L’entrepreneur, un acteur central de l’économie
Dans l’actualité économique, les créateurs d’entreprise sont souvent cités comme un moteur crucial de l’innovation, de la croissance et de l’emploi, surtout dans les pays avancés. L’entrepreneur est en effet un personnage au cœur de l’économie qui assume le risque d’entreprise, la décision d’investir, et mobilise des ressources humaines, technologiques, financières, pour développer son activité. S’il subsiste des critiques sur les gains qui peuvent être réalisés par les chefs d’entreprise (les fameux salaires des « grands patrons ») et des débats sur la fiscalité des hauts revenus, les entrepreneurs conservent une image positive dans de nombreuses enquêtes. La question du « moral des patrons » est par ailleurs souvent évoquée comme indicateur avancé de la conjoncture, et mesuré dans les différents baromètres de confiance sur la politique économique, comme celui établi par l’INSEE en France, portant sur le « climat des affaires ».
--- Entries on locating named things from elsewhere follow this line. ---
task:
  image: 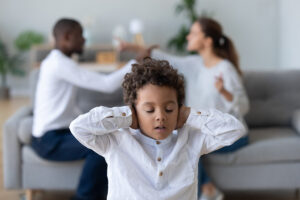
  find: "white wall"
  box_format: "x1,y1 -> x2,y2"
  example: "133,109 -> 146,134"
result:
0,0 -> 279,95
279,0 -> 300,69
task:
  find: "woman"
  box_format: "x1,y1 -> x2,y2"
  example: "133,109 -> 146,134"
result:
120,17 -> 249,200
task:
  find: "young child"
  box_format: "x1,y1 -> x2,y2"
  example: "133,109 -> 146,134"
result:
70,58 -> 245,200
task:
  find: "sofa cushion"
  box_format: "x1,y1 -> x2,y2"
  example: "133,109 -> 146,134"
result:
22,145 -> 84,190
18,116 -> 33,144
292,109 -> 300,134
204,128 -> 300,165
244,70 -> 300,128
22,145 -> 84,167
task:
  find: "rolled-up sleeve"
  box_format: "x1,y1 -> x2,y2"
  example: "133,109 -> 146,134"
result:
185,109 -> 246,155
70,106 -> 132,155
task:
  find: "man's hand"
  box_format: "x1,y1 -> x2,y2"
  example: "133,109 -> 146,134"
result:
130,107 -> 139,129
176,105 -> 191,129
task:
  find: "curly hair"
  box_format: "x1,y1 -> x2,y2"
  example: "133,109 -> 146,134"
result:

Dans une économie de marché de libre concurrence, l’entrepreneur est guidé par le profit monétaire, c’est-à-dire par la différence entre le coût des ressources (y compris le coût d’opportunité du capital utilisé) et le prix de sa production. L’activité entrepreneuriale consiste à capturer des profits monétaires qui étaient restés inaperçus jusqu’alors. Le profit joue aussi un rôle incitatif très important. De surcroît, l’activité entrepreneuriale contribue à la coordination des activités économiques.
Au final, la fonction entrepreneuriale est indispensable à l’accroissement de la productivité des facteurs de production et elle est en cela un élément fondamental de la croissance économique.